Naini and Moss [7] suggest that genetic and environmental changes influence the shape of the face and changes in dimension between twins. This study suggests that epigenetic factors do not seem to have a discernable effect on 2-dimensional facial measurements in adult twin sets of various ages.
CONCLUSION
Paired sample t-tests were run to compare different facial dimensions among and between the three different age groups. Measurement 17 and Measurement 19 were found to be statistically significantly different for Age Group 3. Measurement 21 showed a statistically significant difference for Age Group 1 but not for Age Group 2 or Age Group 3. All three measurements that showed statistically significant differences were found in the labiale (lip) region of the face, which can be easily altered by facial expression and other extrinsic factors such as body mass index (BMI), water retention, and use of makeup.
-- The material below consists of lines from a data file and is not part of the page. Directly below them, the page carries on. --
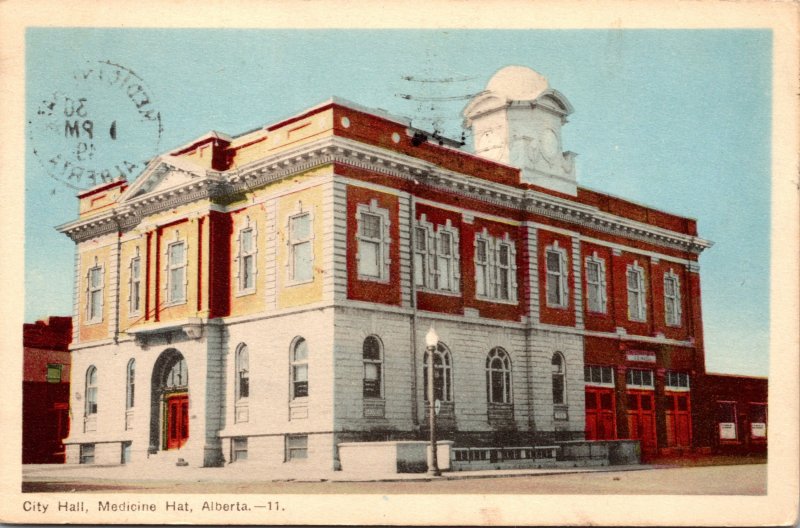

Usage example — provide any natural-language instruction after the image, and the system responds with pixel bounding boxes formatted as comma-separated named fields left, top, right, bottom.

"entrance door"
left=585, top=388, right=617, bottom=440
left=166, top=394, right=189, bottom=450
left=626, top=391, right=657, bottom=453
left=664, top=392, right=692, bottom=448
The second set of paired sample t - tests compared all of the dimensions of Twin A to all of the dimensions of Twin B in a twin set, for all 65 twin sets. The percentage of statistically significantly different twin sets for all three age groups was roughly the same which implies that epigenetics does not have a major measurable effect on certain facial measures as adult monozygotic twins age. However, epigenetics could play a minor role in the differences in facial appearance between each twin from a given twin set; developing a method to detect this is key. Figures (4-6) help show that the human eye is still superior in terms of detecting facial similarities and dissimilarities.
Figure 4: Age Group 2 Twin Sets (a-b, c-d) [9].
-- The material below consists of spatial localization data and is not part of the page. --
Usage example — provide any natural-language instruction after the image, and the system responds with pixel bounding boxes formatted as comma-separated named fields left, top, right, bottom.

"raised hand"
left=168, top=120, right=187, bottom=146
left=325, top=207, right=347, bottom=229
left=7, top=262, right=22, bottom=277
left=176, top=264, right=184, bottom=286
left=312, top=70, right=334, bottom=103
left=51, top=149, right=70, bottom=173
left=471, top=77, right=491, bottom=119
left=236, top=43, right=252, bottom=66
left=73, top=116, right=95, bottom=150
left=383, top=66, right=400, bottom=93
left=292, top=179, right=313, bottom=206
Figure 5: Age Group 3 Twin Sets (a-b) [9].
The limitations to this study were centered upon the methods both in data collection and in analysis. Data collection was performed on 2-dimensional digital images from a database; it was not possible to obtain 3-dimensional facial scans of the same individuals. Manual placement of the landmarks on each individual twin facial image could have resulted in minor errors in the results. It is also likely that the facial measures selected simply do not show differences that can be detected quantitatively something that human perception is better picking up on. Evidence from this study supports that computer automated facial recognition technologies benefit more from focusing on facial features that tend to remain constant, rather than those that change, with increasing adult age.
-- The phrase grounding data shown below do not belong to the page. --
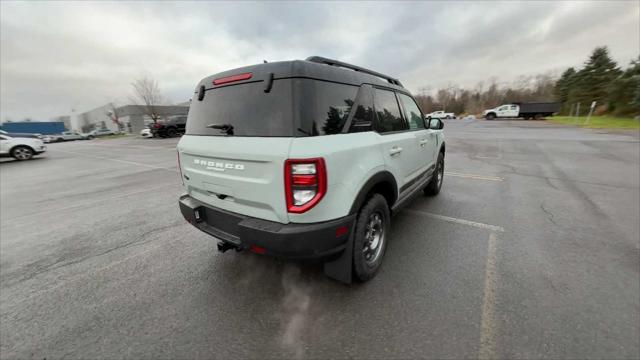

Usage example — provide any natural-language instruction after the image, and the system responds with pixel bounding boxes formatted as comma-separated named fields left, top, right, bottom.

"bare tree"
left=130, top=76, right=164, bottom=123
left=106, top=103, right=124, bottom=132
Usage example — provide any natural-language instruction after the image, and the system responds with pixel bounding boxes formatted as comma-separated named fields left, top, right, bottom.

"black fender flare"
left=349, top=171, right=398, bottom=214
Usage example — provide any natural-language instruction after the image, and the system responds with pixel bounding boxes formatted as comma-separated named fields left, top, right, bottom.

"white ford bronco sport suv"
left=178, top=56, right=445, bottom=283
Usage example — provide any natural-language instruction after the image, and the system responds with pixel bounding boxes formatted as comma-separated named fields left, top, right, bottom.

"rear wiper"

When combined with other biometrics, computer automated face recognition technologies work fairly well. However, by itself, as with any other biometric, there are limitations. Research in the forensic sciences geared toward biomertrics aims to synthezie and integrates the various methods available, such as fingerprinting, iris detection, voice and gait identification, and face recognition to improve security and accuracy in the authentication and verification of human identity. By understanding that epigenetics does not currently have a detectable measureable effect on adult face aging, new knowledge is brought to the forensic sciences that informs the next steps in research in this growing area.